This is about 20% faster compared to what I started with this morning.

The real time killer is the {{NUMBEROFARTICLES}} variable on the main page.
Its use increases the time per page by a factor of about 10! Only a change
of the database can help here.

Another thing that takes a lot of time is the headed or the Recent Changes
page. I guess since all the links there have to be checked every time the
page is displayed, it increases the load on the database quite a bit. On my
(short) local Recent Changes page, the header text alone is responsible for
about 20% of the total rendering time. We should probably force the Recent
Changes page *not* to look for existing articles in the header text.

Everyone, please test the changes I made (especially the login procedure)
for bugy, so Jimbo can use the current version ASAP.

Magnus
Re: Speedup [ In reply to ]
Magnus Manske wrote:
> The real time killer is the {{NUMBEROFARTICLES}} variable on the main page.
> Its use increases the time per page by a factor of about 10! Only a change
> of the database can help here.

Of course, this is a fairly useless feature anyway. I think it should
be removed! Speed is far more important than cute features. We could
have a cron job calculate the number of articles every night, or every
week, and post it on a plain old text file publicly accessible, and
people who want to do it could go there to look up the latest number
and update the homepage from time to time.
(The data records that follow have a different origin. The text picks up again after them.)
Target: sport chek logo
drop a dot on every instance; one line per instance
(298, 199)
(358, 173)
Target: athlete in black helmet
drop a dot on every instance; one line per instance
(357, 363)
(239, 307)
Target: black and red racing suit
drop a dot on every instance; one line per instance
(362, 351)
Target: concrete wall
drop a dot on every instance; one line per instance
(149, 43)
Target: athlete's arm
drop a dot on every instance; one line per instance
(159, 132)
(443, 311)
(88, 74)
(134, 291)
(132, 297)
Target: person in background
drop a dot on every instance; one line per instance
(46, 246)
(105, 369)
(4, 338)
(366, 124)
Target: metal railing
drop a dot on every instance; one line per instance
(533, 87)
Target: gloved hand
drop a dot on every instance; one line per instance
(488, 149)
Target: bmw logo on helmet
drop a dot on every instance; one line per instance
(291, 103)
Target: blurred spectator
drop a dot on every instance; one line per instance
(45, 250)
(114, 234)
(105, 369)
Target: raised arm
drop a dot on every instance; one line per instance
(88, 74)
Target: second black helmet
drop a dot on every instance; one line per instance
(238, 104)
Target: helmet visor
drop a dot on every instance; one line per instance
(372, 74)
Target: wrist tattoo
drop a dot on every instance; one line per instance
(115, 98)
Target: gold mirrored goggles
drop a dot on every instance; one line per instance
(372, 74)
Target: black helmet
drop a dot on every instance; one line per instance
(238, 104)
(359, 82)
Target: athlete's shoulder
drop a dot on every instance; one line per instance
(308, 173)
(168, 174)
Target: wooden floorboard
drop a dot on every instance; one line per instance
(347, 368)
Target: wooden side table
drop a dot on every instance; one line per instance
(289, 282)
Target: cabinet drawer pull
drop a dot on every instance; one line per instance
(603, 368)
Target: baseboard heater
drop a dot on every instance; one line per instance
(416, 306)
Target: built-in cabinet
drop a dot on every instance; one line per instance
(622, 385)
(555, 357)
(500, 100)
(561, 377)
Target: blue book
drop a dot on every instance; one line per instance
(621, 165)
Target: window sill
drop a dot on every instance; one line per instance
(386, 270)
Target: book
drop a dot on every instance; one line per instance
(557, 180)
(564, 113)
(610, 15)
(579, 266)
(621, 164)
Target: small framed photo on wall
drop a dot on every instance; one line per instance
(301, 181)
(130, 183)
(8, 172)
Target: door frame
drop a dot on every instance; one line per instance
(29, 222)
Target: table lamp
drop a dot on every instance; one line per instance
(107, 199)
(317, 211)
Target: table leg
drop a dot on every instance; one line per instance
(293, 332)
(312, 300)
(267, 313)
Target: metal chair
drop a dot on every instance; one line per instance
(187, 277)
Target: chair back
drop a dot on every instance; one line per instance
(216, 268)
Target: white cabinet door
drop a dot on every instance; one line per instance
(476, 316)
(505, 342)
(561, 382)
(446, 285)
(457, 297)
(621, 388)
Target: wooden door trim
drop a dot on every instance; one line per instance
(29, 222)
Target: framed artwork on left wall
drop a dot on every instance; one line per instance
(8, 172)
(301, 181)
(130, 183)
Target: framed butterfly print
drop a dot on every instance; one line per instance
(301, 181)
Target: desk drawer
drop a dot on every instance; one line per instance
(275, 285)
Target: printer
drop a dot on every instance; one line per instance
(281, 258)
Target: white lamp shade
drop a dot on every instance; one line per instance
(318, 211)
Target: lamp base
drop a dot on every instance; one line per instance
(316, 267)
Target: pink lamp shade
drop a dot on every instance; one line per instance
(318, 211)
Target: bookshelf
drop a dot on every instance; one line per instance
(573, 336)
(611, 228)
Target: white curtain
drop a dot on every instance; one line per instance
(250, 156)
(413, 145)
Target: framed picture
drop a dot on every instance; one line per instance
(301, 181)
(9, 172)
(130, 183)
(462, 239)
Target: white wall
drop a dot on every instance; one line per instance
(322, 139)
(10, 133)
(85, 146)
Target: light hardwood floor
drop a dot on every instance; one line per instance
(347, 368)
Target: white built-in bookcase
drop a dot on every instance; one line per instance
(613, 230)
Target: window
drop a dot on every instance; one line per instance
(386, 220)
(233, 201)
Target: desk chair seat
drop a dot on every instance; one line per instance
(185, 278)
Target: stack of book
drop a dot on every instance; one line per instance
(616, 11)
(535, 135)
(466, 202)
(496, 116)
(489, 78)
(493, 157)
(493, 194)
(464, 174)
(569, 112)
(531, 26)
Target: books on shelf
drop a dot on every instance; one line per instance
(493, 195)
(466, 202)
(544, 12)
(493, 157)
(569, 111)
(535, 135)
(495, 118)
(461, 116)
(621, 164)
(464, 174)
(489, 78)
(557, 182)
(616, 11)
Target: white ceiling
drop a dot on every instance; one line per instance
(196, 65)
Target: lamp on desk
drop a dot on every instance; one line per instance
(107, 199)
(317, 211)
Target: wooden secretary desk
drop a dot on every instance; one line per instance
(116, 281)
> Another thing that takes a lot of time is the headed or the Recent Changes
> page. I guess since all the links there have to be checked every time the
> page is displayed, it increases the load on the database quite a bit. On my
> (short) local Recent Changes page, the header text alone is responsible for
> about 20% of the total rendering time. We should probably force the Recent
> Changes page *not* to look for existing articles in the header text.

If a page appears on RecentChanges, doesn't that automatically imply
that the page exists? So why do we need to check all the links there?
If we in some rare cases show a page there as if it exists, when it
does not, what's the harm?

If I don't hear about any showstoppers from the other developers, I'll upgrade
to this version later tonight or tomorrow morning.